Saturday, January 8, 2011
Invisible Architecture: Experiencing Places Through the Sense of Smell
I was writing my post about scratch and sniff events at theaters and thinking about this emphasis of the senses in architecture, when I found by chance this book Invisible Architecture: Experiencing Places through the Sense of Smell. I think it must be really interesting, considering the smell is very important, for example, in the Middle Ages, people thought that diseases were produced by inhaling putrid smells. In consequence, all meals were absolutely spiced and treated with vinegar.

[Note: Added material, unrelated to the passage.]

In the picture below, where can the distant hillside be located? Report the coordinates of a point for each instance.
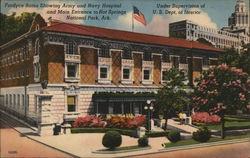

In my experience, one can reject a place, just because we can´t stand the smell. Isaac Asimov, in his book Foundations Edge writes about the smell of the cities and how uncomfortable it could be for visitors.
From The Scented Salamander´s post:
"An extract from Daniel Defoe's Journal of the Plague Year, 1722, is quoted in the book and he wrote: "If we came to go into a church when it was anything full of people, there would be such a mixture of smells at the entrance that it was much more strong, though perhaps not so wholesome, than if you were going into an apothecary's or druggist's shop." He goes on to describe the different smells that would be encountered. This quotation sums up much of what the book is about, but it is brought it right up the present day with the 9/11 destruction of the Twin Towers in New York with the smell of the dust, consisting of cement, asbestos and paper among other things."
An important aspect of this study is that it also helps you redefine what architecture is,
"The book also raises the question, what is architecture? Most of us have a preconceived notion that it is buildings and the built environment, but if we experience places through the sense of smell, as this book sets out to do, then it is rarely the actual buildings that produce the odour but the activities associated with them."
What does a church smell like? Or a movie theater? How conscious are we of the smells that surround us? The idea that places have an olfactory identity is not recent. Even in ancient architecture the dynamics of scents and their permeation were incorporated into the design. The 20th century, however, witnessed an increasing need to dry out spaces and sterilize the air in the effort to eliminate any olfactory perception in the regulation of indoor air quality. The resinous odor of the timber in Peter Zumthor's Swiss Pavillon at the Hannover Expo; the thinness of the oxygen-poor Blur Bar by Diller+Scofidio; the shape-rendering Wind Tunnel by Renzo Piano for Ferrari at Maranello—these are among the most recent signs that architecture is reclaiming it's invisible olfactory dimension to add a further experience to space. This original book maps out places and scents from around the world, in architecture throughout the ages, accompanied by expert "noses": celebrated architects, avant-garde artists and scientists who research perception.